Lucia, insieme ai fratelli Luca e Paolo, si prende cura da anni dell’azienda agricola di famiglia. Tra la cura della stalla e quella dei campi a foraggio, il lavoro è duro ma, spiega Lucia, “lo facciamo con amore e dedizione perchè abbiamo a cuore il benessere delle nostre vacche”. Sono circa 150 i capi allevati dai fratelli Cavazzuti, il cui latte è la componente fondamentale di uno dei prodotti più amati e preziosi del Made in Italy, il Parmigiano Reggiano. Soci del Caseificio San Giorgio di Carpi, i tre fratelli, come numerosi altri allevatori, devono però fare i conti con criticità che stanno rischiando di mettere in ginocchio il loro settore, così come quello dell’agricoltura. Il problema maggiore è la determinazione del prezzo pagato ai produttori: “il prezzo – spiega l’allevatrice 37enne Lucia Cavazzuti nonché presidente della sezione Lattiero-casearia di Confagricoltura Modena – lo stabilisce chi compra e inoltre il latte prodotto oggi viene pagato fino a due anni dopo. Prima, infatti, occorre attendere la marchiatura del Parmigiano Reggiano: solo dopo 13 mesi di stagionatura, durante la battitura delle forme, si è in grado di stabilire se il formaggio è di prima o di seconda scelta”.
Nel 2023 il prezzo all’ingrosso del formaggio è calato, mentre i costi di produzione continuano a salire. “Noi produciamo circa 10mila quintali all’anno di latte – prosegue Lucia – e vendiamo molto al dettaglio ma i caseifici che si rivolgono al mercato dell’ingrosso sono in enorme difficoltà”. Il settore è schiacciato da “una burocrazia che non ci dà tregua. Abbiamo sempre a che fare con carte e controlli. Persino per espiantare un vigneto non più remunerativo devi chiedere il permesso: non sei libero di disporre di un tuo terreno, devi dichiarare quale coltura sei intenzionato a mettervi”. Alle stringenti normative si aggiungono poi i costi dei mangimi del bestiame: “la dieta delle nostre bovine è rigidamente stabilita dal disciplinare del Parmigiano reggiano. I nostri capi oltre al foraggio vengono nutriti anche con dei mangimi: un piatto unico bilanciato e deciso da un alimentarista. Dopo il conflitto tra Russia e Ucraina i prezzi del mais sono letteralmente schizzati alle stelle e ora, pur scesi, sono ancora lontani dai prezzi pre guerra”.

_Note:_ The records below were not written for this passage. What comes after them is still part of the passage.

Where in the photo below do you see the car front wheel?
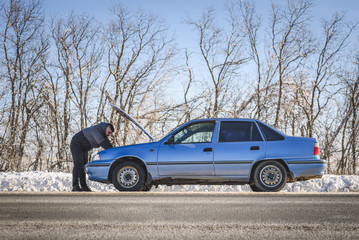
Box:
[251,161,287,192]
[112,161,145,191]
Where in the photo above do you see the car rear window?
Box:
[218,121,263,142]
[257,122,284,141]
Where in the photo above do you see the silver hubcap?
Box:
[117,166,139,188]
[260,165,282,187]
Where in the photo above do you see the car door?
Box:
[214,121,266,178]
[158,121,216,176]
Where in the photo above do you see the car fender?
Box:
[249,158,293,182]
[108,155,149,182]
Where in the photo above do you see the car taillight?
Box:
[314,143,319,155]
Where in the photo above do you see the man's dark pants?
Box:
[70,132,91,188]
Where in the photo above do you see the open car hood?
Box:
[110,104,156,142]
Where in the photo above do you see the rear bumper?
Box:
[285,159,327,180]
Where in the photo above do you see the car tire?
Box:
[251,161,287,192]
[249,183,261,192]
[112,161,145,191]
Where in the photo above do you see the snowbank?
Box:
[0,172,359,192]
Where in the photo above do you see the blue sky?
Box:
[44,0,359,53]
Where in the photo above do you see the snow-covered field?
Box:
[0,172,359,192]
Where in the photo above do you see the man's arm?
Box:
[100,138,113,149]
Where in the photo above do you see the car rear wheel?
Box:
[142,185,152,192]
[251,161,287,192]
[112,161,145,191]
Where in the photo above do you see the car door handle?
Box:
[203,148,213,152]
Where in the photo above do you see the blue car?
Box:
[86,106,327,192]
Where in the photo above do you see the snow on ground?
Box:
[0,172,359,192]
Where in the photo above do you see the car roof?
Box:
[189,118,259,122]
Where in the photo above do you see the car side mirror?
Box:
[165,136,175,145]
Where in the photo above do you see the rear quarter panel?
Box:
[266,136,318,160]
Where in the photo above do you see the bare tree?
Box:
[0,0,49,170]
[187,6,248,117]
[98,6,174,144]
[270,0,313,127]
[298,14,355,137]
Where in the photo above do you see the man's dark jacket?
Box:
[82,122,112,149]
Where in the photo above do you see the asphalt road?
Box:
[0,192,359,239]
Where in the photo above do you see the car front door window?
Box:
[173,122,215,144]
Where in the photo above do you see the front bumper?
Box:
[85,160,113,182]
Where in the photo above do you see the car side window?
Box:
[173,122,216,144]
[257,122,284,141]
[218,121,263,142]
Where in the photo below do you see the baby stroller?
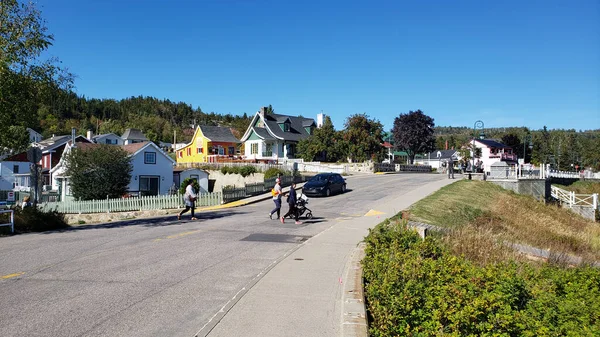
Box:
[290,194,312,219]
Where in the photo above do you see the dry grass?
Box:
[411,180,600,263]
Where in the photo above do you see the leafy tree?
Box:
[0,0,73,155]
[339,113,384,162]
[65,144,132,200]
[298,116,342,162]
[392,110,435,164]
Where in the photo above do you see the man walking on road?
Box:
[269,178,281,219]
[281,183,302,225]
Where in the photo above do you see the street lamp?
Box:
[523,131,533,164]
[471,120,485,171]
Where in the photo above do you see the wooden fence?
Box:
[38,192,223,214]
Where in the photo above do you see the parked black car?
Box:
[302,173,346,197]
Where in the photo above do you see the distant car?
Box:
[302,173,346,197]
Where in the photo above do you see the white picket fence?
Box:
[550,185,598,209]
[38,192,223,214]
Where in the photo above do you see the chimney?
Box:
[259,106,267,120]
[317,111,325,128]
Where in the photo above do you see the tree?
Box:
[0,0,73,155]
[298,116,342,162]
[65,144,132,200]
[339,113,384,162]
[392,110,435,164]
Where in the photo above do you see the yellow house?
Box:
[177,125,241,164]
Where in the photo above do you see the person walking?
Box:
[269,178,281,220]
[177,179,198,220]
[280,182,302,225]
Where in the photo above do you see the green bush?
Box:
[179,178,200,194]
[265,167,286,179]
[363,222,600,337]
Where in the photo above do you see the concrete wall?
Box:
[489,179,551,200]
[208,171,265,192]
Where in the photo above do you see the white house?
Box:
[469,139,517,173]
[241,107,317,160]
[121,129,148,145]
[27,128,42,143]
[51,142,175,200]
[173,168,208,193]
[0,156,31,191]
[415,150,460,171]
[87,130,124,145]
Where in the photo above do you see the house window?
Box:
[140,176,160,195]
[144,152,156,164]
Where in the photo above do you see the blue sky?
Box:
[38,0,600,130]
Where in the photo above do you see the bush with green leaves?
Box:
[179,178,200,194]
[265,167,289,179]
[221,165,258,177]
[363,221,600,337]
[65,144,133,200]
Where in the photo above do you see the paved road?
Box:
[0,174,443,336]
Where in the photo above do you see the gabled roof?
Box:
[121,129,148,140]
[199,125,240,143]
[241,112,316,142]
[121,142,177,164]
[35,135,90,152]
[252,127,275,140]
[475,139,511,149]
[92,133,122,140]
[425,150,458,160]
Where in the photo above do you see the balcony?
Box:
[500,153,517,161]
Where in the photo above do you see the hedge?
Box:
[363,223,600,337]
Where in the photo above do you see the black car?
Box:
[302,173,346,197]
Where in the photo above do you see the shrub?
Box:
[179,178,200,194]
[265,167,286,179]
[363,221,600,336]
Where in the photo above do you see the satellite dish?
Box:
[27,147,42,163]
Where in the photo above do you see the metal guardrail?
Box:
[38,192,223,214]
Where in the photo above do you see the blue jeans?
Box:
[271,198,281,219]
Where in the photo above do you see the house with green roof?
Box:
[241,107,317,160]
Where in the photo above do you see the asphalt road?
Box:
[0,174,444,337]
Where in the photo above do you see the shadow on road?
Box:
[41,211,246,234]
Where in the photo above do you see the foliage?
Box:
[179,178,200,194]
[392,110,435,164]
[65,144,132,200]
[362,223,600,336]
[297,116,345,162]
[221,165,258,177]
[265,167,289,179]
[8,207,69,233]
[410,180,600,261]
[338,114,384,162]
[0,0,73,155]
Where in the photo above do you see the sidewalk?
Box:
[196,179,454,337]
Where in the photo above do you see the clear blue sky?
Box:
[38,0,600,130]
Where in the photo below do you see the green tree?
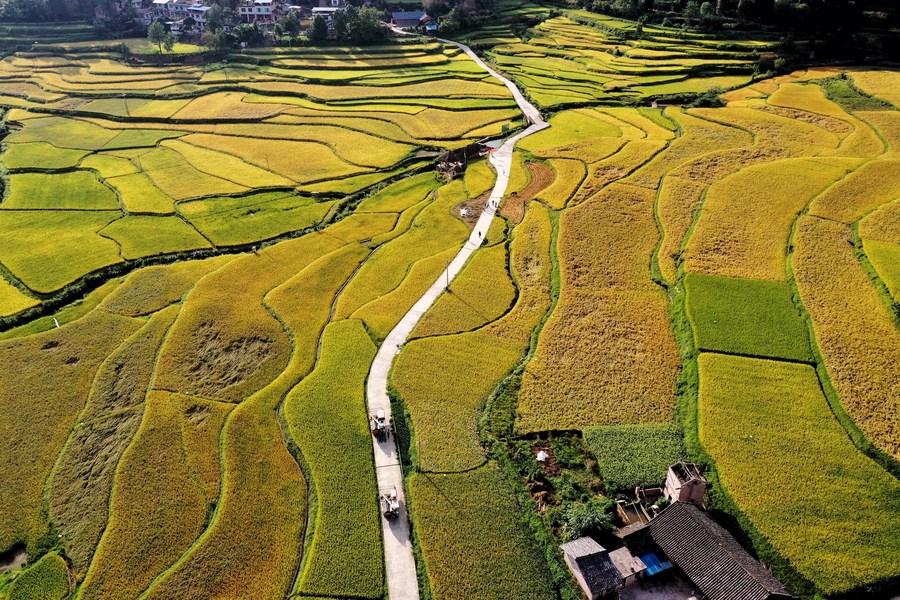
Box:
[684,0,700,23]
[147,21,171,54]
[160,31,176,54]
[306,15,328,42]
[558,498,615,541]
[332,6,356,40]
[201,28,231,56]
[275,11,302,45]
[232,23,263,46]
[206,4,225,32]
[347,6,387,44]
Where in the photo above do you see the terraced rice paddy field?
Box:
[0,12,900,600]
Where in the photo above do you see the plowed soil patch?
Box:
[500,162,556,225]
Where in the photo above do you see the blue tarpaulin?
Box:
[638,552,672,575]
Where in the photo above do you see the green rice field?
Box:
[0,12,900,600]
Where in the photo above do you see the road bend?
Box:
[366,32,549,600]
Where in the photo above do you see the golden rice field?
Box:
[0,19,900,600]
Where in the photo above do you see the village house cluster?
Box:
[132,0,437,33]
[561,462,793,600]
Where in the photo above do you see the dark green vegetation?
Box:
[584,424,686,494]
[9,552,69,600]
[684,273,812,362]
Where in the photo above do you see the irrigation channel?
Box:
[366,32,550,600]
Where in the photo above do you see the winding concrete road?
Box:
[366,32,549,600]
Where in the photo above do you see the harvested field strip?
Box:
[0,279,122,340]
[99,215,211,260]
[863,240,900,306]
[106,173,175,215]
[178,192,339,246]
[518,109,622,154]
[409,463,554,600]
[690,106,840,156]
[0,171,119,210]
[162,140,293,188]
[155,234,343,402]
[0,311,140,549]
[284,320,385,598]
[80,392,219,600]
[134,147,249,200]
[500,162,556,225]
[184,133,365,183]
[684,273,813,362]
[685,158,858,281]
[101,256,234,317]
[391,204,551,472]
[296,159,426,195]
[849,69,900,108]
[149,244,368,598]
[537,158,587,210]
[791,217,900,459]
[2,142,88,170]
[856,111,900,158]
[626,108,753,189]
[335,181,469,319]
[351,248,458,340]
[48,306,178,577]
[656,177,705,284]
[356,172,438,213]
[699,354,900,594]
[809,160,900,225]
[0,278,40,317]
[0,210,122,293]
[7,552,70,600]
[569,140,666,205]
[464,159,497,198]
[410,244,517,339]
[517,184,679,432]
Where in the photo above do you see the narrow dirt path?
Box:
[366,32,549,600]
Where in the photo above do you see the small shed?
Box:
[391,10,431,29]
[609,546,647,586]
[663,462,709,506]
[560,537,622,600]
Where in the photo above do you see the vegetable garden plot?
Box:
[584,424,686,493]
[409,463,553,600]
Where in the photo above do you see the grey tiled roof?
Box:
[650,502,791,600]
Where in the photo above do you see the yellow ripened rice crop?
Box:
[792,217,900,458]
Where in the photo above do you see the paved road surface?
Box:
[366,32,549,600]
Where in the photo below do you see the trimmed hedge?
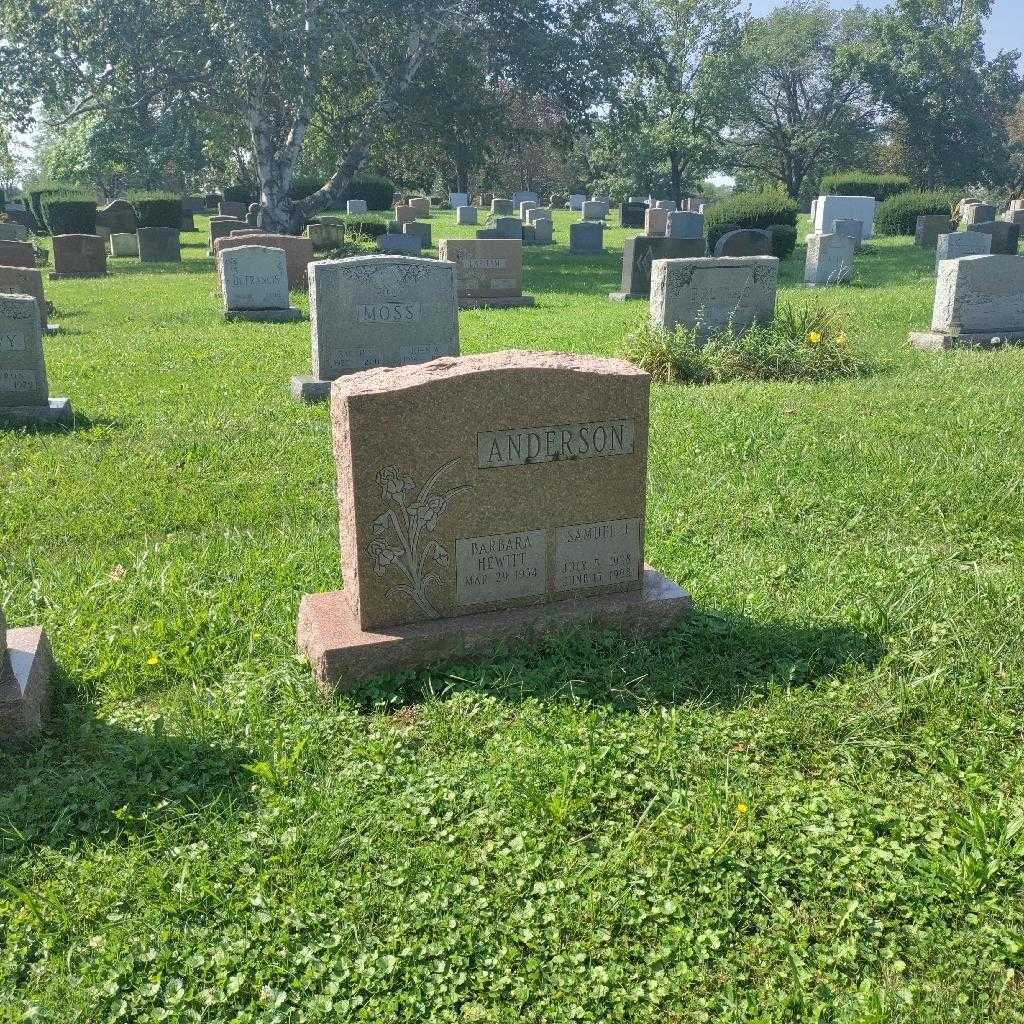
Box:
[341,174,394,210]
[128,191,182,230]
[821,171,913,203]
[874,189,959,236]
[705,191,800,252]
[40,189,96,234]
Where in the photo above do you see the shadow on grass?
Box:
[0,679,252,856]
[352,612,884,712]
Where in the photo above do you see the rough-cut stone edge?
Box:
[331,348,647,395]
[910,331,1024,352]
[0,398,75,427]
[298,566,693,692]
[224,306,302,324]
[292,377,334,401]
[0,627,53,742]
[459,296,537,309]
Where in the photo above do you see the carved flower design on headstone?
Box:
[368,459,469,617]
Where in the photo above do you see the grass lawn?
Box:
[0,214,1024,1024]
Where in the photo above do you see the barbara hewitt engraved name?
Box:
[477,420,635,469]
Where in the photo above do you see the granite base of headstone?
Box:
[298,351,692,691]
[910,255,1024,351]
[0,608,54,742]
[292,253,459,401]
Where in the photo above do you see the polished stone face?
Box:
[332,352,649,628]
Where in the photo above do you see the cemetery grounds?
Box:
[0,212,1024,1024]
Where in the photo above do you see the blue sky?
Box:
[748,0,1024,53]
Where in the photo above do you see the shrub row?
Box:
[874,189,958,234]
[821,171,913,203]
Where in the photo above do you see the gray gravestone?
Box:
[0,295,73,426]
[569,220,604,255]
[650,256,778,341]
[608,234,707,302]
[292,256,459,400]
[217,246,302,321]
[804,232,857,286]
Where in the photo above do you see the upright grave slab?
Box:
[217,246,302,323]
[814,196,877,239]
[608,234,707,302]
[437,239,535,309]
[935,231,992,270]
[0,295,74,426]
[910,255,1024,351]
[136,227,181,263]
[804,232,857,287]
[569,220,604,256]
[292,256,459,401]
[0,266,59,334]
[213,232,313,292]
[650,256,778,341]
[0,608,53,742]
[0,239,36,267]
[50,234,106,281]
[298,351,691,689]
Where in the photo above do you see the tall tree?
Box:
[726,0,876,199]
[854,0,1022,185]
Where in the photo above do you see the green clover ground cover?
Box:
[0,214,1024,1024]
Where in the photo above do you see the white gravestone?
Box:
[292,256,459,400]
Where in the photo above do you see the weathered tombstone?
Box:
[217,246,302,322]
[935,231,992,270]
[715,227,771,258]
[298,351,692,689]
[910,256,1024,351]
[0,220,29,242]
[377,231,423,256]
[0,295,74,426]
[814,196,877,239]
[968,220,1020,256]
[964,203,998,226]
[0,266,58,334]
[608,234,708,302]
[96,199,138,234]
[530,217,555,246]
[213,232,313,292]
[0,602,53,742]
[833,217,864,249]
[804,232,857,287]
[50,234,106,281]
[643,206,669,238]
[569,220,604,255]
[0,239,36,267]
[292,256,459,401]
[209,217,246,256]
[913,213,953,249]
[437,239,535,309]
[650,256,778,341]
[494,217,522,242]
[401,220,434,249]
[665,210,705,239]
[306,218,345,252]
[136,227,181,263]
[618,200,647,227]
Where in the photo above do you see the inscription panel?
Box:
[554,519,642,591]
[456,529,548,605]
[477,420,636,469]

Nel Paese si stanno moltiplicando le proteste di agricoltori e allevatori contro la Pac, la politica agricola comune dell’Unione Europea e, sottolinea Lucia Cavazzuti, “l’Europa ci deve permettere di lavorare ed essere competitivi sul mercato. Le regole non le può fare chi non conosce la materia, animalisti compresi. Dobbiamo restate uniti e combattivi, le barricate dei trattori, i forconi… non sono sufficienti; le associazioni di categoria così come le sigle sindacali devono poter entrare nelle stanze dei bottoni ed essere coese per portare a casa l’obiettivo”. La reintroduzione dell’Irpef per i terreni agricoli, il rischio dell’eliminazione degli sgravi fiscali sul carburante per i mezzi agricoli… “di questo passo – prosegue Lucia Cavazzuti – non saremo più in grado di coprire i costi di produzione”. E il rischio, sempre più concreto, è quello di veder saltare numerose imprese agricole. “Io e i miei fratelli – conclude Lucia – abbiamo fatto sforzi e sacrifici per automatizzare la stalla, per aumentare il benessere degli animali… le nostre bovine sono una priorità per noi. Ma in queste condizioni fare degli investimenti, mantenendo il bilancio in equilibrio, diventa difficile. Così non si può andare avanti”.